De Marc-Antoine Charpentier (1643-1704), si l’on connaît les postes qu’il a occupés auprès des grands, on ne sait pas grand-chose de la vie. Mais il a laissé une œuvre abondante et variée. Après la rupture de Lully et Molière, il collabora avec ce dernier et on lui doit la musique du Malade imaginaire. Après la mort du tyrannique Lully, qui régnait sur l’art lyrique dont il avait obtenu l’exclusif et abusif monopole du roi, Charpentier put enfin écrire deux opéras, un mythologique, Médée, et l’autre, une tragédie biblique, David et Jonathas, considérés comme deux chefs-d’œuvre aujourd’hui mais peu considérés en leur temps. Le disque nous en propose cette grandiose Messe à quatre chœurs dont on ignore même si elle fut donnée, quand elle fut composée, même s’il semble probable que ce fut autour de l’année 1670 à son retour d’Italie, centre alors de la modernité musicale, de Rome précisément, par les proportions adaptées à ce désir de grandeur et de majesté de la Cité des papes après la Contre-réforme.

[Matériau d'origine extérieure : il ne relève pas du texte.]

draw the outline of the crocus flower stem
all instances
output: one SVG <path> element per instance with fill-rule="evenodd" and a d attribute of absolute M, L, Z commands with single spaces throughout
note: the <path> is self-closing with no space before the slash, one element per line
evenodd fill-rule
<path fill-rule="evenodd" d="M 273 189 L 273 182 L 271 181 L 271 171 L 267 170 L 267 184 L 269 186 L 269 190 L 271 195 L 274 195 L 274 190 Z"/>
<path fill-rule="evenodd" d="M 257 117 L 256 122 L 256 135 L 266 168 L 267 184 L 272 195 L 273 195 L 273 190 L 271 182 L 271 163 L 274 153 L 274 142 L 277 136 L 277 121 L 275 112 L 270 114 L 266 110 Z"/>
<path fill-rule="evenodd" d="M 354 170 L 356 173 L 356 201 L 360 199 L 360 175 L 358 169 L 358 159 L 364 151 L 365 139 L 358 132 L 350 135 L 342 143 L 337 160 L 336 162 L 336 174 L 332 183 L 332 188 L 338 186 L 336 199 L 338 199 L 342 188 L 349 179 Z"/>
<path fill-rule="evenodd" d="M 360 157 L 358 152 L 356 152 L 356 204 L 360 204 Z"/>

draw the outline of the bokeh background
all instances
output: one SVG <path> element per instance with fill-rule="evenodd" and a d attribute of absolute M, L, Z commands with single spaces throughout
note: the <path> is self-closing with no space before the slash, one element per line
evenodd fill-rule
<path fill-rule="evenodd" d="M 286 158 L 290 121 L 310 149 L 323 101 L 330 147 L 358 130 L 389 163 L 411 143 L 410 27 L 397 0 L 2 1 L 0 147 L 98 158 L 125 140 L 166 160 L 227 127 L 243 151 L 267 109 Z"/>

Les monuments religieux ont toujours obéi à une architecture symbolique, est/ouest pour les entrées et sorties, naissance et mort. Héritée de la longue basilique romaine laïque, la structure de l’église chrétienne, lui ajoutant deux bras perpendiculaires, lui donna la forme d’une croix. Ce qui permit, comme à Venise, et on le voit chez Monteverdi, de placer deux chœurs face à face de se répondre, dans une spatialisation stéréophonique du son, de la musique. Dans cette messe, ce qui suppose des moyens, Charpentier place quatre chœurs, géométriquement spatialisés, un à chaque branche de la croix, enveloppant l’auditeur, le croyant, de la musique, de la messe, de ces voix qui se répandent, se répondent, dont il devient un point émotionnel central. Voici l’effet qu’il en tire avec cette pureté des voix d’enfants surgissant aux quatre extrémités, pour entonner le Gloria : PLAGE 4
Le procédé d’écriture de l’œuvre répond à une précise architecture de ses parties : chaque chœur propose, expose un thème, un autre répond, un dialogue se crée, de plus en plus serré jusqu’à une fusion de tous en un dans la concorde du son et du sens. Ainsi, l’Incarnation, Et incarnatus est, fond toutes les voix dans l’ineffable, ce qui ne peut se dire mais se chanter, du miracle du Dieu fait homme. Mais écoutons l’autre miracle, crucial, du Dieu mort ressuscité, Et resurrexit, où, sur l’émerveillement extasié du chœur unanime, comme une auréole de grâce flottent les voix des enfants : PLAGE 10
Le cantique des trois enfants dans la fournaise de Philippe Hersant, délibérément inscrit dans la tradition assumée de la musique baroque, dont il maîtrise les codes, ne démérite pas de ce modèle qui aurait pu paraître écrasant. À la différence près d’un cinquième groupe choral de trois jeunes garçons solistes, Hersant utilise le même effectif vocal et musical et adopte la même disposition spatiale : quatre chœurs de dix-huit chanteurs, accompagné chacun d’un quatuor instrumental (violons, violes, anches et cuivres anciens) également répartis aux quatre points cardinaux de la géométrie de Charpentier.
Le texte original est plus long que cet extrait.